The Debate About Euthanasia

Stop Sign
by Lateef H McLeod on DisabilityRightNow

Recently there has been a resurgence of debate of whether or not euthanasia is a viable ethical option for people with disabilities. Proponents of euthanasia stress that since all Americans have the right to life and have the authority of how to end it. They argue that it is better to end their life now instead of waiting until they need palliative care. They also argue that an early death will avoid their family and loved ones from having to pay expensive medical costs to take care of them. This self-centered line of argument goes well with the American value of being self-reliant and the abhorrence of being a burden to taken care of by others. It continues to reinforce the dominant stereotype that a non-able bodied life is not worth living.

There are many reasons why this euthanasia debate is ableist in nature. The California Foundation For Independent Living Centers delve into some of the reasons on their website. They state that euthanasia statutes are aimed at eliminating the bureaucratic red tape that prevents terminal ill patients from ending their lives and will also make it easier for people with non-terminal disabilities to argue conditions where they would be justified in taking to take their lives. This type of argument should be avoided at all costs. It promotes the narrative that some disabilities are too difficult to live with and people thus impaired should have suicide as an option at their disposal. This type of argument is insulting and demeaning to people with those disabilities who decide it is better to live with their condition.

This narrative has drastic negative consequences. We just have to look at the case of George Hodgins, a young man with autism who was fatally shot by his mother, Elizabeth Hodgins, who then committed suicide. Besides the story being tragic, it provides the example of how the euthanasia narrative leads this mother to do this heinous deed.  She most likely thought that the responsibility of taking care of her son sat squarely on her shoulders and did not ask or take the offered support of family, friends, and community members. Too often disability is seen in our culture as a personal issue or something that the intermediate family has to deal with.

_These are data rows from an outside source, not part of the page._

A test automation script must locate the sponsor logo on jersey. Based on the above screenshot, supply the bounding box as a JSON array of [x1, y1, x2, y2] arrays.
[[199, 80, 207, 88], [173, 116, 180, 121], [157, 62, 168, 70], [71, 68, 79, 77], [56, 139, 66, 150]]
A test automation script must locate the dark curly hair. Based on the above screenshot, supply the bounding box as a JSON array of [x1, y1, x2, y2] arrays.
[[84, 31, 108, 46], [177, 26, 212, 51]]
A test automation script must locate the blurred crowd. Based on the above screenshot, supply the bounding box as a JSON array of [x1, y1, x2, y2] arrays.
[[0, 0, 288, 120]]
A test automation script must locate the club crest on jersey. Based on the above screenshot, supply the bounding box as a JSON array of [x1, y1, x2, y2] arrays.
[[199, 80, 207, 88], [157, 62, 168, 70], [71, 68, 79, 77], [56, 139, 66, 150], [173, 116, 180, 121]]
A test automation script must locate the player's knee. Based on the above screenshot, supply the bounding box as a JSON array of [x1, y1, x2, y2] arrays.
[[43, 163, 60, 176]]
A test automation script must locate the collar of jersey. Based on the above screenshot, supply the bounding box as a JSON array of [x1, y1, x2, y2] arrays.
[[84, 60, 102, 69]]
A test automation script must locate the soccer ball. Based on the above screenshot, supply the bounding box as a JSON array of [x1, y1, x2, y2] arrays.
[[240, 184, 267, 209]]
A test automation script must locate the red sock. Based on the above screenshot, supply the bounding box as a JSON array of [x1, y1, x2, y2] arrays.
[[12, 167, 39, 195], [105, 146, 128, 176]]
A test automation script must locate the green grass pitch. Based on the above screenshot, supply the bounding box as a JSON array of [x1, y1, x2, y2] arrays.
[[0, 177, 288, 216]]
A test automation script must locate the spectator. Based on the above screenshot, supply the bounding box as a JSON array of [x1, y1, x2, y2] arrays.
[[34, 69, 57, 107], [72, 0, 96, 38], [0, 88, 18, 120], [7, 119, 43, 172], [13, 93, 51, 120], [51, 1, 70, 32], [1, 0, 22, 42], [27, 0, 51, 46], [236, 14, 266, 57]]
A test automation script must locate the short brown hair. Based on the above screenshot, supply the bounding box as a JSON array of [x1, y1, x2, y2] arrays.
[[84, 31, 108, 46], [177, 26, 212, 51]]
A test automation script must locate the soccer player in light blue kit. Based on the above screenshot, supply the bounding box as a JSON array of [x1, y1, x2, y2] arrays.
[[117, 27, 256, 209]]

The devaluing of the lives people with disabilities that euthanasia debate proposes has wider consequences in society. A person with disabilities could be deemed expendable where an able-bodied person would not be. This is evident in the case of Stephon Watts, a fifteen-year-old boy with autism who the police shot to death in front of his home.  As in many other instances, the police thought they had a right to murder Stephon even though he only had a butter knife and could not begin to be a threat to the police officers present.  The police reaction to the situation illustrates the disregard for life, as they could not resolve the confrontation without murdering the boy.   No doubt if Stephon was able-bodied or even a lighter hue, more effort from the police would be given to more peacefully resolve the situation. The history of devaluing people with disabilities influenced by the euthanasia debate gave the police license to use the lethal force they deemed necessary to quell a minor domestic dispute. The lack of amount of coverage this story received from community groups or from the news media even after the national uproar over the tragedy of the similar Trayvon Martin case exemplifies people’s reluctance to validate and protest when people with disabilities are murdered unjustly by individuals or by the state.

Euthanasia is used in this culture as an argument for not identifying or accommodating for the lives and struggles of people with disabilities. Society already dismisses people with disabilities as being either the heroic person who achieved to great heights in despite of his or her challenges, the helpless person whose disability causes them to be a drain on society, or the expendable exemplified by the euthanasia debate that basically argues that people with disabilities are better off dead than alive.  We in the disability community need to change this narrative and keep illustrating that our diverse and complex lives are worth living.